For most Londoners, including me, housing is the absolute key problem to sort out.
A city is first and foremost a home for its people. And when we have a Mayor and borough councils who are not just failing to provide new, truly affordable homes, but actively driving people out of their homes and out of their city, someone has to come up with a better plan.
Greens want London to be a community again – a place where anyone can come and live, work, play, and feel at home. A community where the people who live in an area get to decide what happens when an estate needs a revamp or a brownfield site needs developing. And get to decide what happens based on the needs of the community – not the need for the biggest property companies in the land to make the biggest profits they can.
The chance we have to create a different kind of life for Londoners is captured perfectly by what is happening here on the West Kensington Estate. The residents who live here don’t want to see it bulldozed and turned into a new private development. They want to remain in their homes surrounded by the community they love, and feel as though they have ownership over their own future.
And I am pledging today to listen to them, and that, if elected as Mayor I will block the Earls Court Regeneration Scheme, and support the residents in their bid to take over their homes and take the lead on the regeneration of the West Kensington and Gibbs Green estates.
This will be the first of many schemes like this, because the solution they have proposed is the inspiration for a new policy we are announcing today too.
In City Hall, we would put resources and staff into a new Community Homes Unit to support community-led housing schemes, including and especially in estate regeneration.
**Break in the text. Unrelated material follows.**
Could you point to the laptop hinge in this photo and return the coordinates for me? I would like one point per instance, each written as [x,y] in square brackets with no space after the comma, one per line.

- The unit would provide expertise and grants to get involved in planning at an early stage and develop viable proposals.
- It would help residents fighting their council to set-up their own community homes body and take ownership of their estate through a ‘Right to Transfer’ notice.
- It would help them clear the legal hurdles needed to get these notices approved by the council or Secretary of State.
- And it would help residents all over London develop their own masterplans for the kind of refurbishment and redevelopment they want for the areas they call their homes.
Like the West Kensington residents have done, we have based this on a successful model in Cornwall, where 13 community-led housing schemes (in community land trusts) have been finished since 2009. London needs the support this unit would provide because the fight being faced by residents here at West Ken is not an isolated one.
It isn’t the whole solution – our housing problems need more resources for social housing, more public land dedicated to community homes, and rights and costs for private renters need action too.
But our Community Homes Unit is a positive, affordable step that will help. It will act to help stop the need everyone has to put a decent roof over their heads from being exploited, and help our citizens find new ways of making London truly affordable again.
London belongs to all of us, and our team of candidates and our Green campaign will work with communities all over the city to win more power for the people next May.